[2020 OSDI] AntMan: Dynamic Scaling on GPU Clusters for Deep Learning

Summary

AntMan is a cluster scheduler for GPU sharing. It introduces two techniques, dynamic memory scaling and opportunistic computation management, to accommodate multiple jobs and avoid interference.

Background & Motivation

GPUs in a shared cluster are not properly utilized (both SM and GRAM are under-utilized). One of the reasons is multi-GPU jobs require gang scheduling, which creates GPU idleness.

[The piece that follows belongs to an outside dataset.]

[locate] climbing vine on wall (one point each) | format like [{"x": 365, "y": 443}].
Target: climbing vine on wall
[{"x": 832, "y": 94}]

Moreover, DL training jobs have dynamic resource demand over time.
Training jobs in the Alibaba cluster have the following characterstics:
- Small model size: Most GPU memory can be shared
- Short mini-batch: Fast resource coordination
- Similar mini-batch: Mini-batch time can be used to quantify inter-job interference

Design & Implementation

Dynamic Memory Scaling

AntMan dynamically co-locates jobs on shared GPUs. The goal is for resource-guarantee jobs to maintain the same performance as dedicated execution while co-locating opportunistic jobs to best utilize the resources.

AntMan monitors the memory usage of DL jobs and sets the corresponding memory upper bounds, allowing other jobs to utilize the spare memory. However, since DL jobs have dynamic resource demand, jobs may require more memory than before, which creates OOM and fails all jobs. In this case (Fig. 7a), these memory bursts are cached on the host (CPU) memory, and are moved back to GRAM after re-allocation. The same technique is applied to jobs that need to shrink their memory requirements to make way for other jobs (Fig. 7b).